There are two primary methods used by manufacturers for handlebar adjustment. Unfortunately, the one most commonly used happens to be the least desirable.
Most balance bike manufacturers use a clamp above the head tube to secure the front handlebar inside the fork stem. The downside here is enormous, since securing in this manner requires that the “teeth” of the clamp dig into the metal of the fork stem, thereby enclosing around the handlebar. This not only scratches the paint, but also cuts into the metal. In doing so, the clamp exposes the underlying metal to moisture and rust, not to mention potential catastrophic failure. Obviously, this is extremely undesirable. Also, in order to adjust the handlebar up or down, the parent must loosen the clamp via a simple bolt. Eventually, the bolt may strip and the handlebar will be stuck in one spot permanently.

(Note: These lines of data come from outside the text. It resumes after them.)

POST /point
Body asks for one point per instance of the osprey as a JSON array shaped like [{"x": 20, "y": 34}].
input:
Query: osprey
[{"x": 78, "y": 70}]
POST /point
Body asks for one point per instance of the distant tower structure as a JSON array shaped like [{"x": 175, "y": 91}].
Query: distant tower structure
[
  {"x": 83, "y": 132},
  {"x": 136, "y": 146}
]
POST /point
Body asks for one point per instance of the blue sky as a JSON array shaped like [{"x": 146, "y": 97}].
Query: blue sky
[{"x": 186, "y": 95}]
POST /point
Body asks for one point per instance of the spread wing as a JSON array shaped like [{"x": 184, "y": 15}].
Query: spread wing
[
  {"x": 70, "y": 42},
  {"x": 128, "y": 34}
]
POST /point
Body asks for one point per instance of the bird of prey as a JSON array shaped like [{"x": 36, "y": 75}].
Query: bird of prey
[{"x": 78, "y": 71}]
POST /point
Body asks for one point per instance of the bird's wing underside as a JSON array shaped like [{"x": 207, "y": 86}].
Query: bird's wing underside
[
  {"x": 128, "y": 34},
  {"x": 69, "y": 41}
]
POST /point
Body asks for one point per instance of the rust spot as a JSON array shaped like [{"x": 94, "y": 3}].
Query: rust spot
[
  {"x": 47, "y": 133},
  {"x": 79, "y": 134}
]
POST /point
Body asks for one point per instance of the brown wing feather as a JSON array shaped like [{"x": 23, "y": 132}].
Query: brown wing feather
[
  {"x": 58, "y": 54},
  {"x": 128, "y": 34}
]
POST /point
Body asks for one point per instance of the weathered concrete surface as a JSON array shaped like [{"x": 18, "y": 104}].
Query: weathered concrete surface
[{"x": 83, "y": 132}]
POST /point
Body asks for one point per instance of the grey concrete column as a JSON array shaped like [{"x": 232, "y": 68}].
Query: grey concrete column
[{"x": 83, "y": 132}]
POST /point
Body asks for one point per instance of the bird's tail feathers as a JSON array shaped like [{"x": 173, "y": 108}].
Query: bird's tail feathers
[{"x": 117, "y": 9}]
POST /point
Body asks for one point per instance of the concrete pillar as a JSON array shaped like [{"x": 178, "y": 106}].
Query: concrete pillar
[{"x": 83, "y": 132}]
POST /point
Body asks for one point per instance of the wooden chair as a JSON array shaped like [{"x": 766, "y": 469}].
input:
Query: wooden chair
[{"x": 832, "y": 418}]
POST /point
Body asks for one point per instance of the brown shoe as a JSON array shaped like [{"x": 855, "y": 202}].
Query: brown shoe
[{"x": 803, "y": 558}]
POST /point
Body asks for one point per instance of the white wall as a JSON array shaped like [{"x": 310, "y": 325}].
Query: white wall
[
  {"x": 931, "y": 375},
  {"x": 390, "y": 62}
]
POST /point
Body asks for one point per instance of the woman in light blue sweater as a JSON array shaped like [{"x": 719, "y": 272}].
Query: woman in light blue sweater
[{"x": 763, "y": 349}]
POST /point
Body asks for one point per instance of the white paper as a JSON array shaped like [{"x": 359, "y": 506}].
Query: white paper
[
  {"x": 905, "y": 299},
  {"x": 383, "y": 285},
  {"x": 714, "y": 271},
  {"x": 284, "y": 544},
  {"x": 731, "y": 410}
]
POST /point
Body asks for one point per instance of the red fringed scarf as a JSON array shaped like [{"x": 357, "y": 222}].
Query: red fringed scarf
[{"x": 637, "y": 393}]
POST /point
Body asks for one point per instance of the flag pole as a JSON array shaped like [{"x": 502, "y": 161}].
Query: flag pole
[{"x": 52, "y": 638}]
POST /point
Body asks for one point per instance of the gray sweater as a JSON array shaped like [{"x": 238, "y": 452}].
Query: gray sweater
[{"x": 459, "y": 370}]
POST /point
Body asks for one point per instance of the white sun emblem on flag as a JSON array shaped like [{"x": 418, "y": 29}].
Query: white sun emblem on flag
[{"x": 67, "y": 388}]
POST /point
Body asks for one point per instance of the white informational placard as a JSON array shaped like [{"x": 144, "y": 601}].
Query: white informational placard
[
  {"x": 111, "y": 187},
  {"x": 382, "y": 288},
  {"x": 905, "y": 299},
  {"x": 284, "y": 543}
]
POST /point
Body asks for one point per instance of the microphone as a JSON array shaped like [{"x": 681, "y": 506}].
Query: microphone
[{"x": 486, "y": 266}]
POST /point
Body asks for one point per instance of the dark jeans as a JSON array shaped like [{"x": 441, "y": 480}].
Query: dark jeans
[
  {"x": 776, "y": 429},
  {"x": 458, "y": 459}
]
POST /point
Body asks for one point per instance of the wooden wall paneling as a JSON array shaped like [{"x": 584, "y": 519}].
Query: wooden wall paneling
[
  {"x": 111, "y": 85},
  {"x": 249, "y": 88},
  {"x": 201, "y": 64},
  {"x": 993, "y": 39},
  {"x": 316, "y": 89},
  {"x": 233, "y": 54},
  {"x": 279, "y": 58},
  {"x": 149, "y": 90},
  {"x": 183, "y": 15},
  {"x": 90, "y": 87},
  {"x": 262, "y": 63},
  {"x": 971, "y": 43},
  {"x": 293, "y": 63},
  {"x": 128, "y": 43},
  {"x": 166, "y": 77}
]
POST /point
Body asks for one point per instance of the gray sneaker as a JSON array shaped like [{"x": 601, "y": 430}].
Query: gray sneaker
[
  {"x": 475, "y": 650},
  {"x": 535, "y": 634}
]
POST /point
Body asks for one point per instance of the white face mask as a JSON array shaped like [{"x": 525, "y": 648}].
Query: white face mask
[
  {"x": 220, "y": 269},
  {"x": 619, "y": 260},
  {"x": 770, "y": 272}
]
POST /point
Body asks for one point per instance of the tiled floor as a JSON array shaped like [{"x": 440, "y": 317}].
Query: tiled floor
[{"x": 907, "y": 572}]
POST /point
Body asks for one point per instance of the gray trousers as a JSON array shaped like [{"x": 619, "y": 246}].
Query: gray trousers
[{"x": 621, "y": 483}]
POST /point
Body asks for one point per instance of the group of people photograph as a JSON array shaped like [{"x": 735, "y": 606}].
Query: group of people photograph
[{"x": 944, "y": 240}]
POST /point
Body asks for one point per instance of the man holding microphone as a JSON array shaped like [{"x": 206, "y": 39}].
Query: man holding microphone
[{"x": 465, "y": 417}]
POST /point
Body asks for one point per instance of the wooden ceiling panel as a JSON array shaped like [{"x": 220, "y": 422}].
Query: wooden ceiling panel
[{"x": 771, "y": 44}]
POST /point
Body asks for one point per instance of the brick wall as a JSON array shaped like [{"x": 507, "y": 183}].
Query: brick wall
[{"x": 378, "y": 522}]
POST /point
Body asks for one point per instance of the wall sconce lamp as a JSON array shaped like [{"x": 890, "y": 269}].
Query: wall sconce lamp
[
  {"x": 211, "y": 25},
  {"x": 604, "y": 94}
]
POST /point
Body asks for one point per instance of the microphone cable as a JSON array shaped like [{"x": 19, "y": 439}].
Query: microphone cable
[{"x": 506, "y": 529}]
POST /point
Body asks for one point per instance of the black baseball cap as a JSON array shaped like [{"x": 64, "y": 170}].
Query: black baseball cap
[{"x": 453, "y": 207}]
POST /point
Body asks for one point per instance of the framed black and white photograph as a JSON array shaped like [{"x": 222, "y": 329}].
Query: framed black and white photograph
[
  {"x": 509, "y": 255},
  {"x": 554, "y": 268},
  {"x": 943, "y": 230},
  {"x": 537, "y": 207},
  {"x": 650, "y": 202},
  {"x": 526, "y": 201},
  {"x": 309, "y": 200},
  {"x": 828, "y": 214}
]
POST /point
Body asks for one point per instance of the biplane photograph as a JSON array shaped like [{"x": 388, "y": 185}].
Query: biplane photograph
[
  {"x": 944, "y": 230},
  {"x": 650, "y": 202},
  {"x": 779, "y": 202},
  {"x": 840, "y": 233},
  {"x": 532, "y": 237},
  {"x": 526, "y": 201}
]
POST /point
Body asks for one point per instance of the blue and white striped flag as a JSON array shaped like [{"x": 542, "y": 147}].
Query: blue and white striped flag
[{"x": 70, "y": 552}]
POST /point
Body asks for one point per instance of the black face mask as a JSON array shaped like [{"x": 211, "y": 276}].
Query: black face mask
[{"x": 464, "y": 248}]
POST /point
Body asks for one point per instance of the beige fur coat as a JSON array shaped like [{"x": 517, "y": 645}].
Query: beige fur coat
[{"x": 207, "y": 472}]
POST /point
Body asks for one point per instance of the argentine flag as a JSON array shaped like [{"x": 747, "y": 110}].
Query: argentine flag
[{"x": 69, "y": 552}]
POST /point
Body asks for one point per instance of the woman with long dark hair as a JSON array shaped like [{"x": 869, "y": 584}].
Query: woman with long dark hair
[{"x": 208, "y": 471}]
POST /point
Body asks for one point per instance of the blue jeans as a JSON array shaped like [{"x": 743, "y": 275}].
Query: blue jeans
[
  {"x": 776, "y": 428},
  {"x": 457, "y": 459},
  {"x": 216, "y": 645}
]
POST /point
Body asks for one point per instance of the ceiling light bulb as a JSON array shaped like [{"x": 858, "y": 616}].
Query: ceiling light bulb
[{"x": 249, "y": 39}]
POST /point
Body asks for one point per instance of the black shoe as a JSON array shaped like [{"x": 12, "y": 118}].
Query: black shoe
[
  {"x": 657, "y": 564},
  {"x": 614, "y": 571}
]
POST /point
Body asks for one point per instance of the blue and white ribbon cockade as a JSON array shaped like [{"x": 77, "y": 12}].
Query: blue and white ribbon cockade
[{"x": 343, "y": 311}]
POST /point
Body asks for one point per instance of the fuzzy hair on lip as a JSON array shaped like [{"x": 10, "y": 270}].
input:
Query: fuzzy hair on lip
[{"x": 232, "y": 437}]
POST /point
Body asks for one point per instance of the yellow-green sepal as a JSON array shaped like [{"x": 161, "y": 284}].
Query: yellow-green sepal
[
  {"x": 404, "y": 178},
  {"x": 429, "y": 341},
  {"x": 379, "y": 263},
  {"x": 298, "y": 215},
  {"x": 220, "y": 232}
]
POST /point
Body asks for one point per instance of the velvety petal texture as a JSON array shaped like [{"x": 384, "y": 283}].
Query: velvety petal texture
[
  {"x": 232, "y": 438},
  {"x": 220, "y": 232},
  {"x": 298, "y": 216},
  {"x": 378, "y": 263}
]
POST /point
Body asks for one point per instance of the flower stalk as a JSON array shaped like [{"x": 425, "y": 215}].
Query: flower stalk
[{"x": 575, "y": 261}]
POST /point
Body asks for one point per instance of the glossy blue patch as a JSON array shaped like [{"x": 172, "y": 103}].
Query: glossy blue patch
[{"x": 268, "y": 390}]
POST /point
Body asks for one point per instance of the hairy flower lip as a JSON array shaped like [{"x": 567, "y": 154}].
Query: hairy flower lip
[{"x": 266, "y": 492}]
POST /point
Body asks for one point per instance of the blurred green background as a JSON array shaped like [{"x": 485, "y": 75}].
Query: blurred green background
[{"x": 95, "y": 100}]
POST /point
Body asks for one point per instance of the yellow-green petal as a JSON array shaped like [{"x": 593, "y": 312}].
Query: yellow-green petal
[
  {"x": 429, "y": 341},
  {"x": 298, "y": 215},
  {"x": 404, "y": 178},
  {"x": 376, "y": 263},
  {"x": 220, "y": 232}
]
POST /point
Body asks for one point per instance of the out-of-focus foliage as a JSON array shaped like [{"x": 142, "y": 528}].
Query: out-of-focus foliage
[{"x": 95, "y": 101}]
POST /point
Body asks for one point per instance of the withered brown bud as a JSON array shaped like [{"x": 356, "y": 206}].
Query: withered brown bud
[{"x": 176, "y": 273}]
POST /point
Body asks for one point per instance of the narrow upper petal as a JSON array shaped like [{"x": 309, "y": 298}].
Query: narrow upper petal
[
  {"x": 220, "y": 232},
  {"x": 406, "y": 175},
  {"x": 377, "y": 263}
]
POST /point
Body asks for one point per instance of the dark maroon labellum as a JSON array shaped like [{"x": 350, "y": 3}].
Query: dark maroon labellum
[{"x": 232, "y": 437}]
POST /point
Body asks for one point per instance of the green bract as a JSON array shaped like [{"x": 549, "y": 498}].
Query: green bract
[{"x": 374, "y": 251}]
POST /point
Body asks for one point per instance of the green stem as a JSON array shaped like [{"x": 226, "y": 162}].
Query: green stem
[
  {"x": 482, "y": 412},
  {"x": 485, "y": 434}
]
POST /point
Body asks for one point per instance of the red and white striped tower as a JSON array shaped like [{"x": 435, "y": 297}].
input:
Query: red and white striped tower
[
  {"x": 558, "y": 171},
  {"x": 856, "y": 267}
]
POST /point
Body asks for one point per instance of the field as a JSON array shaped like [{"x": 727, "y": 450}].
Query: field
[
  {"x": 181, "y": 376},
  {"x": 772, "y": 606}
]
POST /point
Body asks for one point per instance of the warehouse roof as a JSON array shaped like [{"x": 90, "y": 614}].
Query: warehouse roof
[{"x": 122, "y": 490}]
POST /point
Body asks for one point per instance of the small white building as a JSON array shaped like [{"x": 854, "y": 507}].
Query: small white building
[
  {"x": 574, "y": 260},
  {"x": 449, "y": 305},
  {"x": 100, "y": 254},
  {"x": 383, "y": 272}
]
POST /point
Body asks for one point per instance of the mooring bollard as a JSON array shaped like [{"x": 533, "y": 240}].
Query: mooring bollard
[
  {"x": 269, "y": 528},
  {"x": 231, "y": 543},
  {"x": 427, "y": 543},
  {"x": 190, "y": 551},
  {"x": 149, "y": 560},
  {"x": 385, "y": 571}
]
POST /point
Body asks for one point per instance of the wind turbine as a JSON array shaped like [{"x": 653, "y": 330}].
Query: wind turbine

The second method used by manufacturers, and the most desirable, is a standard expander/wedge type. Incidentally, this is the method used by most true bicycle manufactures (not balance bike manufacturers). In this method, the handlebar is tightened via a top hex or Allen bolt as it expands inside the fork/headtube. Not only does this method prevent damage to the frame, but it also allows for ease of adjustment later should the parent need to adjust the handlebar up/down.
I’ve also found that many balance bikes are made with plastic headsets, instead of metal – the standard in the bicycle industry. You don’t want plastic headsets (I can’t stress this enough) as they will wear and break much more easily than metal headsets. Also, handlebars turn with more fluidity on metal headsets because of enclosed bearings. The handlebar models that use proper metal headsets with bearings are typically the standard bike handlebar expander/wedge styles noted above. Also, some manufacturers use “turning limiters”, which govern or limit a child’s ability to steer. I’ve ready many pros and cons on this issue and tend to agree that steering limiters prevent children from learning how to steer properly. You will likely want your child to learn to steer properly before they get to bigger bicycles. As such, you might want to ensure you can disengage the limiter if the model you’ve chosen has this feature.
Saddle and Saddle Adjustment
Ah, the saddle. It is the most influential factor that determines if your child will have a comfortable ride or one that leaves him yearning for that old tricycle in the garage. Here again, many manufacturers opted for the cheapest and most poorly designed. Since comfort and aesthetics are subjective, I will hone in on those more concrete aspects of design: saddle construction and method of adjustment.
Firstly, there is the cheapo saddle, with a single point of attachment between the saddle post and the saddle framework. Why is this important? Well, a single point of attachment may be apt to become overstressed as a child shifts his/her weight. This is especially true if the child is towards the middle or upper end of the spectrum for the bike’s recommended weight. An easily broken saddle may pose an injury risk to the child.
The next type of saddle is designed so that weight is evenly distributed over the entire seat since the saddle support is attached to the saddle at four separate points. With this construction, no single point of attachment absorbs all of the riders weight and, thus, is much less apt to break.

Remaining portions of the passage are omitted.